Saturday, October 23, 2010

Angarai (2002)

Angarai

Eighty feet isn't as high as it used to be
But with proper tires, and patience
You can roll all the way to the beach.
When you get there,
Avoid the Piping Plovers
Or the ghosts of hairy nudists,
Whichever it should be
And look out to sea.
You should see
In front of the back
Of the Block Island bluffs
Ocean going canoes.
The outline of a lookout
Cresting over the weak willed waves
Looking for a landing
Scanning the primordial landscape
And deciding
That this place is good.

Looking into the appraiser's eyes
I see only numbers:
Square footage, recent comparable sales,
Possible commission, tax rates.
Not a young couple,
Young as I remember them young,
Hopefully hanging a sign,
A sign which only hardy wanderers
Or the hopelessly lost
Would ever see,
A sign with would soon be overgrown
By the inexorable creep of nature's abundance
But a sign which meant
This is our home
A sign which said
Angarai.

An echo of a place continents away,
A small village of small mud houses
With low doorways and open breezeways
A village surrounded by rice paddies and railways
A place I don't remember
But a place my father
Scanning the primordial landscape of his mind
Remembered as the name of the place you call home.

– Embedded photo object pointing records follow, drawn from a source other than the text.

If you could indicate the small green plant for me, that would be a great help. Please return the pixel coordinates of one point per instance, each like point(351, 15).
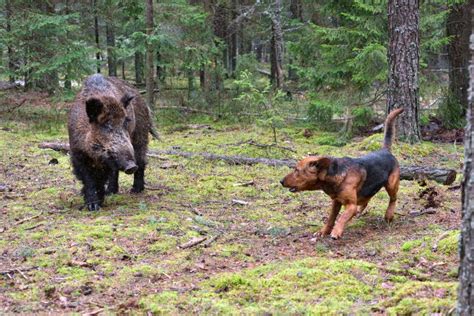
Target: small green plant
point(265, 100)
point(320, 112)
point(362, 116)
point(424, 119)
point(451, 112)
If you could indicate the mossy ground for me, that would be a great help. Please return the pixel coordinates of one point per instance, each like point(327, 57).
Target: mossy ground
point(264, 258)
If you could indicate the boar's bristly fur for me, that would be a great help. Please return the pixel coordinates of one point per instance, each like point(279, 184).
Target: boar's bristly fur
point(108, 127)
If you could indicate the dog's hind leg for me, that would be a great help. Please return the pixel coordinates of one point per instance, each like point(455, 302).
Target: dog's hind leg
point(349, 213)
point(392, 190)
point(335, 208)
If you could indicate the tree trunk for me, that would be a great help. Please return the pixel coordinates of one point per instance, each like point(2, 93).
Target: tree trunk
point(111, 58)
point(49, 81)
point(277, 47)
point(296, 13)
point(296, 10)
point(10, 53)
point(220, 30)
point(96, 34)
point(202, 78)
point(139, 68)
point(458, 27)
point(150, 69)
point(124, 75)
point(67, 79)
point(403, 57)
point(466, 243)
point(234, 41)
point(443, 176)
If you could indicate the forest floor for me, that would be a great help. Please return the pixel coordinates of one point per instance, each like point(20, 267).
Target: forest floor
point(259, 255)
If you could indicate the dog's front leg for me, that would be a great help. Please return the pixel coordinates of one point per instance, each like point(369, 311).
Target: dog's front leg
point(350, 212)
point(335, 208)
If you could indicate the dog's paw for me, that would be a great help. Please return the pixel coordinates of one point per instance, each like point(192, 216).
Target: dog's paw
point(336, 233)
point(323, 232)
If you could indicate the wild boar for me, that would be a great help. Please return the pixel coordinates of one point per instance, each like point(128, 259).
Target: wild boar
point(108, 127)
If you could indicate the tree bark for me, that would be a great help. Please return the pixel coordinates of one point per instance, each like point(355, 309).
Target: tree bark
point(403, 58)
point(296, 13)
point(10, 53)
point(458, 27)
point(49, 81)
point(443, 176)
point(139, 68)
point(466, 243)
point(150, 69)
point(111, 58)
point(234, 39)
point(67, 76)
point(220, 21)
point(277, 47)
point(96, 33)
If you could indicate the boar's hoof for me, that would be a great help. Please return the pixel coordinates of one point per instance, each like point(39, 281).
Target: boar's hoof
point(93, 206)
point(130, 169)
point(111, 190)
point(136, 190)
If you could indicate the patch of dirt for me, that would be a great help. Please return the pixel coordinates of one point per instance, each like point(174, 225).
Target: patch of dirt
point(436, 132)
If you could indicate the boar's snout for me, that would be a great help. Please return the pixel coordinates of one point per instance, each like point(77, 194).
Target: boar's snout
point(130, 168)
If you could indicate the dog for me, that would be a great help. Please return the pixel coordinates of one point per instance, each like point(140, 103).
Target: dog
point(350, 182)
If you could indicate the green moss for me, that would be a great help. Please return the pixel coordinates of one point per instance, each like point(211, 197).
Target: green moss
point(162, 303)
point(422, 298)
point(450, 244)
point(409, 245)
point(163, 246)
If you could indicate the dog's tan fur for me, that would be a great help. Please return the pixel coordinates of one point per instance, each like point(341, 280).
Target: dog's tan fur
point(345, 181)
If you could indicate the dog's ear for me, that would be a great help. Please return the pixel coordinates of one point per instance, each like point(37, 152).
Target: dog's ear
point(320, 163)
point(321, 166)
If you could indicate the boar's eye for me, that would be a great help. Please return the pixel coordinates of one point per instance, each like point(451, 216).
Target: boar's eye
point(107, 126)
point(97, 147)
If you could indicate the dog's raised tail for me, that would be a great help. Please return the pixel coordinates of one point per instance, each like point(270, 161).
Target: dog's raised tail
point(389, 128)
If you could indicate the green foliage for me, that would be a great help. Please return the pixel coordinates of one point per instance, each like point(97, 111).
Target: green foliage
point(320, 112)
point(363, 115)
point(264, 101)
point(451, 112)
point(47, 47)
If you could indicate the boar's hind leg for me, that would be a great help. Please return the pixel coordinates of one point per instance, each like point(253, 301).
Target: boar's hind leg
point(112, 186)
point(139, 175)
point(93, 187)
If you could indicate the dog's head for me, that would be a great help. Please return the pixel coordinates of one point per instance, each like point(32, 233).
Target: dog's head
point(309, 174)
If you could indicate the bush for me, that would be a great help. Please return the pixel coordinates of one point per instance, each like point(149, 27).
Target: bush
point(451, 112)
point(320, 112)
point(362, 116)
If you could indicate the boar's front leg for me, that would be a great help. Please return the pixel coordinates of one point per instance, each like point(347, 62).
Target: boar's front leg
point(139, 175)
point(112, 182)
point(93, 190)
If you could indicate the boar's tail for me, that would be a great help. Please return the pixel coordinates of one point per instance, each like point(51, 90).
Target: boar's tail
point(154, 132)
point(389, 128)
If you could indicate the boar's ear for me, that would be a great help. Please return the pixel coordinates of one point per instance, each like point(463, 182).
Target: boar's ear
point(320, 164)
point(93, 108)
point(126, 99)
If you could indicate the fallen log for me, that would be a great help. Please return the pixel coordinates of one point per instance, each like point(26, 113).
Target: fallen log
point(440, 175)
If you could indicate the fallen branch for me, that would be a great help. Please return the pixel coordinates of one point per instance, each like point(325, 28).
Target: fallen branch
point(28, 219)
point(441, 237)
point(211, 240)
point(16, 106)
point(254, 143)
point(185, 109)
point(17, 270)
point(443, 176)
point(193, 242)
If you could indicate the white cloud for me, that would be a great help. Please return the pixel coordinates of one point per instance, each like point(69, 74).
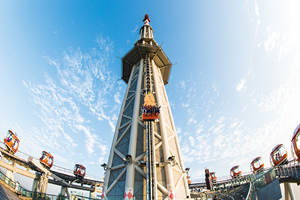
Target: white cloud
point(83, 88)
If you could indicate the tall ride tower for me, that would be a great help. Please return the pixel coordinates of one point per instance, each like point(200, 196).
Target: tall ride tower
point(145, 161)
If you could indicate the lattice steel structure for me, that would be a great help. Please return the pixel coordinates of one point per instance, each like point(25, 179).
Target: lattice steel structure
point(145, 161)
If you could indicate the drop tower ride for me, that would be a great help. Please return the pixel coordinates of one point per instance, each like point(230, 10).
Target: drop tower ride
point(145, 161)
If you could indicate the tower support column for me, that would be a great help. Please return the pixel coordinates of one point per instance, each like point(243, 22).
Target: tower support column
point(165, 146)
point(130, 171)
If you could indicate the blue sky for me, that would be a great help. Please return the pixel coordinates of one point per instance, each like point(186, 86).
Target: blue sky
point(234, 88)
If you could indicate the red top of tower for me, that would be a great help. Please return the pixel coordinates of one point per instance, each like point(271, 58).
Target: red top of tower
point(146, 19)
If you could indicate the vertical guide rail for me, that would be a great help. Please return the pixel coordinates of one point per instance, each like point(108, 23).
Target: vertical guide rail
point(150, 144)
point(153, 162)
point(148, 135)
point(147, 162)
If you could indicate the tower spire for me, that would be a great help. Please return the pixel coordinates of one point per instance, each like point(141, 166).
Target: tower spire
point(145, 161)
point(146, 19)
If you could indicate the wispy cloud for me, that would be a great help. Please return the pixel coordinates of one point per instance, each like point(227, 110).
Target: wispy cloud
point(79, 93)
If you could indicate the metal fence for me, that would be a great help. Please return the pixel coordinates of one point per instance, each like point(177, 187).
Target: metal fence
point(24, 192)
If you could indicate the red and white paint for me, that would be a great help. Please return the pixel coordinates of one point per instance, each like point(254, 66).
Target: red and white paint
point(128, 194)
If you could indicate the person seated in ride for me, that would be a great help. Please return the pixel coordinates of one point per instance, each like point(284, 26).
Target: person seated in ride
point(143, 108)
point(148, 110)
point(157, 111)
point(153, 109)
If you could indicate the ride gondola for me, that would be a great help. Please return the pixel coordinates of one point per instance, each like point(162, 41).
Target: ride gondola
point(257, 165)
point(296, 143)
point(46, 159)
point(150, 111)
point(11, 142)
point(235, 171)
point(79, 171)
point(213, 176)
point(278, 156)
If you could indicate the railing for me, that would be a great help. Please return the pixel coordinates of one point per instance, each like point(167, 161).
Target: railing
point(259, 182)
point(24, 192)
point(292, 169)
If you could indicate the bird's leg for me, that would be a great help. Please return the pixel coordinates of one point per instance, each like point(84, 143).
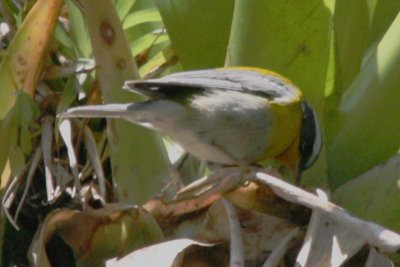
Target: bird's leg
point(220, 181)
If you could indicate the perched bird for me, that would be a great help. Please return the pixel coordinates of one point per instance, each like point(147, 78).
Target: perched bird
point(231, 116)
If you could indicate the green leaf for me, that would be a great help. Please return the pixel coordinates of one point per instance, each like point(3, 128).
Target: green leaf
point(199, 30)
point(17, 161)
point(79, 32)
point(375, 195)
point(25, 141)
point(138, 158)
point(123, 7)
point(369, 132)
point(141, 16)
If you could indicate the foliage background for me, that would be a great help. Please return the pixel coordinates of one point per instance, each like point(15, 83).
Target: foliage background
point(344, 55)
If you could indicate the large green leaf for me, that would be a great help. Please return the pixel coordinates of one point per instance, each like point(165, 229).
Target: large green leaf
point(369, 132)
point(139, 161)
point(375, 195)
point(199, 30)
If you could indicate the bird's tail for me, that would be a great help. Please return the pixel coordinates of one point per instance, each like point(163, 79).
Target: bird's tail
point(98, 111)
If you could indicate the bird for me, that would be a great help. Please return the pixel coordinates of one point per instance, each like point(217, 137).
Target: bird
point(232, 116)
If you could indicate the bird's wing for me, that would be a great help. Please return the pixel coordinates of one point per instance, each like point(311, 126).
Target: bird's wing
point(244, 80)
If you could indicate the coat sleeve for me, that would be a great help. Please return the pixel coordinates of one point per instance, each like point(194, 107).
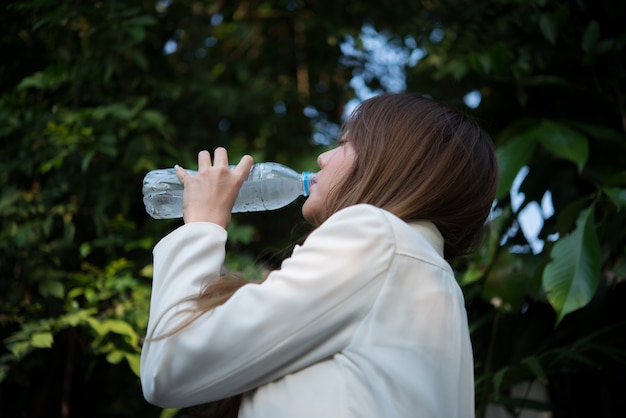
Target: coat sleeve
point(302, 313)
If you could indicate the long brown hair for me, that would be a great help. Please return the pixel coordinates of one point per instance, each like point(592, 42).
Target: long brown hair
point(421, 160)
point(416, 158)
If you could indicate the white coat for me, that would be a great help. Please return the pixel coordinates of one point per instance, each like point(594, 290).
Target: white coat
point(365, 319)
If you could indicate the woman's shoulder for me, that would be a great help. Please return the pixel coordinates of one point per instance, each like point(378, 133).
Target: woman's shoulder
point(419, 239)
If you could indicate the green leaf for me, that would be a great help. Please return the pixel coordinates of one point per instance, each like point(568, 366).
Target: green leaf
point(42, 340)
point(571, 277)
point(52, 288)
point(591, 36)
point(512, 157)
point(564, 142)
point(548, 28)
point(617, 195)
point(534, 365)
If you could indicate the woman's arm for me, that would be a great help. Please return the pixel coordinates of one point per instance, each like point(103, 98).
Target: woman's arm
point(304, 312)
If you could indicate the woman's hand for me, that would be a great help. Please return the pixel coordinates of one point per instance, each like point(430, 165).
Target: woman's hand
point(210, 196)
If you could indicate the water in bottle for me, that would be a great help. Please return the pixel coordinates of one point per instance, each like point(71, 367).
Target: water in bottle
point(268, 186)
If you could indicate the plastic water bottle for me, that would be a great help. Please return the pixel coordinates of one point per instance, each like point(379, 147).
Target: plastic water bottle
point(268, 186)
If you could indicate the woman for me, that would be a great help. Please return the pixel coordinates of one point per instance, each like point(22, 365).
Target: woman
point(365, 319)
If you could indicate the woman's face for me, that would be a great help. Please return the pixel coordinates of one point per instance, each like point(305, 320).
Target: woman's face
point(335, 166)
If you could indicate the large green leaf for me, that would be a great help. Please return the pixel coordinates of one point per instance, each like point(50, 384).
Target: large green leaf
point(512, 157)
point(571, 277)
point(564, 142)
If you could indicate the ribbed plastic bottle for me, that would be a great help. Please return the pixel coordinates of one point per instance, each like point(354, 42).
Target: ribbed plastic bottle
point(268, 186)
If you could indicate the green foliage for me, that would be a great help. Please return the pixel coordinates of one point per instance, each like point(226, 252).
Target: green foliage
point(94, 94)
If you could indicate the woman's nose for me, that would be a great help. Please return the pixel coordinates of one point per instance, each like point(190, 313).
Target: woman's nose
point(323, 158)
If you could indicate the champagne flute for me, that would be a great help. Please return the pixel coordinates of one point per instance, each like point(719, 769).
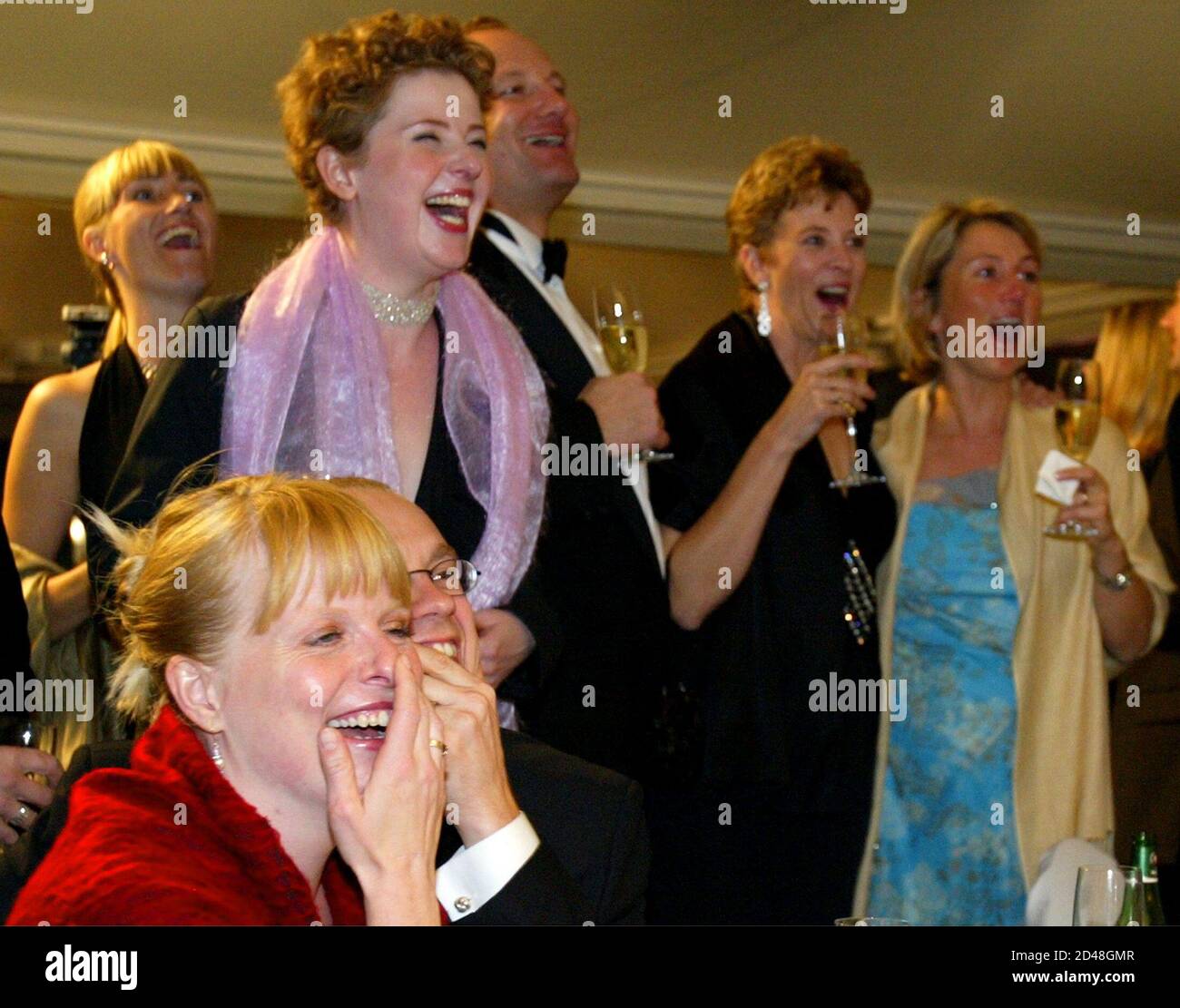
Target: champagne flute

Still I remember them as young:
Glenn put a cherry bomb in our mailbox
Peter had a minibike
Ann and I rode bicycles
Kevin punched my lunchbox
Richard died.

Even then I remember them as old:
Ben Vanderlaan was a clean old man
(As Paul McCartney would say, in Hard Days Night)
Toby Kurtzband had hair in his nose.
Later Astrid and Howie
And their baby
Who also died.

Today interlopers, trash, profiteers
No respect for what came before them.
They only know how things are
Not how they used to be.
To them it is their soil
To do with as they see fit.
But to me
They soil
My memories.

The trees are second generation
As I am second generation.
The soil is not so thin.
Against the fleeting plans of men
An eternal spirit works
Reverting the land to its natural state.

Low stone walls
Overgrown by lichen and moss
In the middle of deep woods
Recall that once this was a farm.
Men sought mastery over the land,
Imposed their will through spade and plow.
Ozymandias say:
"Look on my Works, ye Mighty, and despair!
Nothing beside remains. Round the decay
Of that colossal Wreck, boundless and bare
The lone and level sands stretch far away."

Angarai
Tamil village, New England woods, American city
Angarai
My grandfather, my father, my self, my son
Angarai
A place, a name, a sign
Angarai
The sacred thread
Knotting disparate lives
Lived over and over
To the end of time.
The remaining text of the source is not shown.